Independent Pharmacy Cooperative, a large group purchasing organization (GPO) for independent pharmacies, recently filed a lawsuit against McKesson (NYSE:MCK), its prime vendor wholesaler. According to this Courthouse News Service article, IPC “claims McKesson Corp. is striking side deals to steal its members, and using a punitive, $100 million early termination penalty to keep the group tied to McKesson.”
IPC member pharmacies collectively make up one of McKesson’s largest customers. This Wall Street Journal article attributed last Thursday's drop in McKesson’s stock price in part to “investors worried about the potential loss of business from a key customer that sued the pharmaceutical supplier for breach of contract.” However, McKesson's stock price bounced back by Friday.
I have no opinion on the merits of the case because the facts are not known. However, I want to share my general perspective on pharmacy buying groups because some readers may not be aware of their role in the supply chain for independent pharmacies. The excerpt below comes from The 2010-11 Economic Report on Pharmaceutical Wholesalers.
Wholesaler Relationships with Pharmacy Buying Groups
More than 80% of independent pharmacies participate in a pharmacy buying group—an organization that leverages the purchasing power of a group of pharmacies to obtain discounts and rebates from preferred suppliers of drugs and other products.
Pharmacy buying groups typically establish a relationship with one or more “preferred” wholesaler suppliers. The table below lists six large pharmacy buying groups and the primary or preferred wholesaler relationship.
The members of a buying group agree to focus their purchases with the group’s preferred wholesaler. In turn, the wholesaler agrees to provide a discount on consolidated purchases by the buying group’s members. The wholesaler also tracks purchases made under the buying group contract for the purposes of computing rebates.
These discounts are reflected either as a reduced product acquisition cost for a pharmacy or as an annual or quarterly rebate payment based on a pharmacy’s aggregate purchases of qualifying products. A portion of the total discounts/rebates is used to fund the operations of the buying group.

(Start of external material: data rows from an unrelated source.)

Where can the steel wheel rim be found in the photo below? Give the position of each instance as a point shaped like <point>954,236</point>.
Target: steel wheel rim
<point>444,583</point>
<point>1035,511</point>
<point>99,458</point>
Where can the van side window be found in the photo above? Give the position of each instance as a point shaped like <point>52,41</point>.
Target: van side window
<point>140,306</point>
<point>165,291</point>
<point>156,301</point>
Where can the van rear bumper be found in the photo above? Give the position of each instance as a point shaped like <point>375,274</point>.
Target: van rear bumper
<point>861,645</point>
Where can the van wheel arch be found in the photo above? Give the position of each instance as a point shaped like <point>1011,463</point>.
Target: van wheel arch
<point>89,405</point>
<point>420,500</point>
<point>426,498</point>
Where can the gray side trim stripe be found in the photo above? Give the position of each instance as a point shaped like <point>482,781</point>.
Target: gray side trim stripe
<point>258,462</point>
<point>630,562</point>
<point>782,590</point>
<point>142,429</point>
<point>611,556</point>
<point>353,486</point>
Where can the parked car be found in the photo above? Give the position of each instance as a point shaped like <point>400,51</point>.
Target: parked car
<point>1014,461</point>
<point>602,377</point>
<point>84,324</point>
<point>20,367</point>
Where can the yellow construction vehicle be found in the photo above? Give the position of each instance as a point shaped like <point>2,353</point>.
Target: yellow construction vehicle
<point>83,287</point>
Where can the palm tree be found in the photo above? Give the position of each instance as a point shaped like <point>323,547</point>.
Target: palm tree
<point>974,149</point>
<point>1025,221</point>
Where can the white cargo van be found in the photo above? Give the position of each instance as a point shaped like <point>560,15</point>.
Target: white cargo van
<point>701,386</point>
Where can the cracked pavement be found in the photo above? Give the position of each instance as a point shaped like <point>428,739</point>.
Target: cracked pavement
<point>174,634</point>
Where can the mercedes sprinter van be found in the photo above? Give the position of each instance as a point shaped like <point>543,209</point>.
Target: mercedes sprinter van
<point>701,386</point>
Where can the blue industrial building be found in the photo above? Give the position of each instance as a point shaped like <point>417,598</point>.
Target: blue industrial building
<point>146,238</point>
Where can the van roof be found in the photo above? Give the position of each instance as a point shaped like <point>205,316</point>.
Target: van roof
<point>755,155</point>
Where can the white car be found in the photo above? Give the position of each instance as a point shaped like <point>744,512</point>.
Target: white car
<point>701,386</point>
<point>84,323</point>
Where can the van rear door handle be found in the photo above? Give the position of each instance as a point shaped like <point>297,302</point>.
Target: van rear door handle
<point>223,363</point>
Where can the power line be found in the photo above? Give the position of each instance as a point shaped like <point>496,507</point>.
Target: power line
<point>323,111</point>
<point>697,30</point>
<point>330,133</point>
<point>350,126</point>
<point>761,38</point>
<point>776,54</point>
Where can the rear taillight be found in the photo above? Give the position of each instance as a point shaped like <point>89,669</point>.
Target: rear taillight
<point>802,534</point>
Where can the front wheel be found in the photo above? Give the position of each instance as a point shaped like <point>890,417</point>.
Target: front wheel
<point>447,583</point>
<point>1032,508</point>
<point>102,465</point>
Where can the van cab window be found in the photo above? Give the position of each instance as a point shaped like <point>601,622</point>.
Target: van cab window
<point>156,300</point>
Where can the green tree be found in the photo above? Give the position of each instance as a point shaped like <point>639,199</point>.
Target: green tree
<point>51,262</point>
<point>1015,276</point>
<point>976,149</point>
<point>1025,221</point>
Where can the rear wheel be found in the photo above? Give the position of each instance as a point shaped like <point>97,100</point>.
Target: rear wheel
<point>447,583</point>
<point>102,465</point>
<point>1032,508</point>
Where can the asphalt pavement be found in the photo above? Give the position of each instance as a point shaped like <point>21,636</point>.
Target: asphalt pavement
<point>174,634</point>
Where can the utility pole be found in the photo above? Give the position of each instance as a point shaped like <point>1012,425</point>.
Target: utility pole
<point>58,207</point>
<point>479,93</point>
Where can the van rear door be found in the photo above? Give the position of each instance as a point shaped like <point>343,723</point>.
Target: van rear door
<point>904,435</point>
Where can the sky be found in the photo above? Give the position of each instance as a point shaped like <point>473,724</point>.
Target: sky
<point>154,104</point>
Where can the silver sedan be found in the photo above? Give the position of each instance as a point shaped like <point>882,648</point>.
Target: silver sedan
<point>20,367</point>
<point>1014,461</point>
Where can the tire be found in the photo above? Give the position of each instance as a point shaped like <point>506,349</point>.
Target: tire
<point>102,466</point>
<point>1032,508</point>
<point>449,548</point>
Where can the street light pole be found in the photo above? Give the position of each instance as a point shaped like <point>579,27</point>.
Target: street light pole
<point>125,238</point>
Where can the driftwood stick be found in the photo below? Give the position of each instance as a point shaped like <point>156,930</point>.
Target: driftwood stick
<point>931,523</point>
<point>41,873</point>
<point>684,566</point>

The functions of a pharmacy buying group are distinct from those of a Pharmacy Services Administrative Organization (PSAO). A PSAO focuses on a pharmacy’s revenues from third-party reimbursement, while a buying group emphasizes the cost savings from collective purchasing power. Some large independent PSAOs also offer buying group services. Examples include United Drugs (part of American Associated Pharmacies) and EPIC Pharmacy Network.